Я качаю головой, не утруждая себя тем, чтобы оглянуться на маму, когда она принимает соболезнования всех своих коллег.
— Нет. Я хочу убраться отсюда к чертовой матери. Можешь отвезти меня? — Купер медленно изучает мое лицо, но затем кивает, и я следую за ним к его машине. — Родители Лиама не приехали?
— Нет. Они хотели... — Он останавливается, когда мы подходим к блестящей черной машине, и достает ключи из кармана. — Мой отец появился вчера. Протянул мне ключи, сказал не разбить ее и ушел, — объясняет он.
Я смотрю на него, моя челюсть слегка отвисла. Почему, я не уверена? Наши родители отвратительны.
— Ух ты.
— Да.

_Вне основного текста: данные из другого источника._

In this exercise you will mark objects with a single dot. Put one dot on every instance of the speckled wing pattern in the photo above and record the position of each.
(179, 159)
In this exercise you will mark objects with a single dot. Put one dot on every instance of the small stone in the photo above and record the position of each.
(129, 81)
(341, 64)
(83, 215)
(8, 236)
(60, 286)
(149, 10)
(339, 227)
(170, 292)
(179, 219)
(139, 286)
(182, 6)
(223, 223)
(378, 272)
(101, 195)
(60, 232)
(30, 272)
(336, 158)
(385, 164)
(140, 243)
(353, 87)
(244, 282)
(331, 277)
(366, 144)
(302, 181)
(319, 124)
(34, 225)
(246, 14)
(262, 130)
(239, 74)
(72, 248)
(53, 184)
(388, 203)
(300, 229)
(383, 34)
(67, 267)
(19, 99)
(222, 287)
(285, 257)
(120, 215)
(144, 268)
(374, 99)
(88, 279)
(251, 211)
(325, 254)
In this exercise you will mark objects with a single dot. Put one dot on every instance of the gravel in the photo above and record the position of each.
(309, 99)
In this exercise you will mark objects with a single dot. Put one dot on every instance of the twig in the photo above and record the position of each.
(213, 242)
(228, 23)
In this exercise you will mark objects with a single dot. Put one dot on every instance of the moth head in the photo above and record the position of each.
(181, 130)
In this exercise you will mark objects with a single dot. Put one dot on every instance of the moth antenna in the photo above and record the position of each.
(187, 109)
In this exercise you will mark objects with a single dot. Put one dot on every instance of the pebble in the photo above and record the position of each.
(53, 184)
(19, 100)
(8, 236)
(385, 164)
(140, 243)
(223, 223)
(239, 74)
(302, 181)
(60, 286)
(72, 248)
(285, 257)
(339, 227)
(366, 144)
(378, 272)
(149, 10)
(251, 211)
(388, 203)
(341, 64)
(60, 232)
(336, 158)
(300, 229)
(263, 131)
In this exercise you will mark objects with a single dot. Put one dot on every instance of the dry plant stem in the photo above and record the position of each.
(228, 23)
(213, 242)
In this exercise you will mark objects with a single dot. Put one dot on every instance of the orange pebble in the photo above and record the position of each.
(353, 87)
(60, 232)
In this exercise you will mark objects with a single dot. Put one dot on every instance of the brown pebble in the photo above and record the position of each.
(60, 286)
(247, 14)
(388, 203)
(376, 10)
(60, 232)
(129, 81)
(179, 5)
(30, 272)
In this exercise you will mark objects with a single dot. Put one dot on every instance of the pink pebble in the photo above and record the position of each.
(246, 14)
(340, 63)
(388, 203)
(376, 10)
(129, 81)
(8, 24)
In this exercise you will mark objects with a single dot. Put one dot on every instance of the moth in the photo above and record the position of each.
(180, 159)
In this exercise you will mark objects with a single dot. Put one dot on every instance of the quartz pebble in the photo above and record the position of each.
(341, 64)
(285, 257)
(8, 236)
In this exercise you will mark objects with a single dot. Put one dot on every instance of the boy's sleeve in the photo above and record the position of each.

Мило, правда?
— Мне жаль, что он такой придурок.
Он улыбается и открывает машину.
— В любом случае, родители Лиама хотели приехать, но думаю, что это было слишком.
Я киваю в знак признательности. Даже представить себе не могу, через что они сейчас проходят. Родители Лиама были по-настоящему хорошими родителями, которые любили Лиама больше, чем самих себя. Они, должно быть, в аду.
— Я ненавижу это.
Он открывает свою дверь, я открываю свою, и мы оба забираемся внутрь. Должно быть странно снова находиться так близко к нему, но это успокаивает.
Да, он солгал мне или умолчал о правде, но я имела в виду то, что сказала. У него не было никаких реальных обязательств говорить мне об этом.
— Куда едем?
— Можешь отвезти меня ко мне домой?
Купер заводит машину и начинает движение вместо своего ответа. Я поворачиваюсь, изучая его лицо. Он, конечно, такой же красивый, как всегда, но выглядит усталым. Печальным.
Когда мы подъезжаем к моему дому, Куп паркуется на подъездной дорожке, а затем поворачивается ко мне.
— Если тебе понадобится что-нибудь еще, просто дай мне знать.
Я вижу вину, написанную на его лице, и мне жаль, что не могу стереть ее. Но что, черт возьми, что я могу сделать? Нам, наверное, нужно пространство, но я все равно открываю свой глупый рот.
— Зайди, пожалуйста, внутрь на минутку. Я хочу собрать сумку.
— Куда ты направляешься?
Я предполагаю, что он собирается вернуться к родителям Лиама.
— Возвращаюсь в кампус. Не возражаешь, если я поеду с тобой?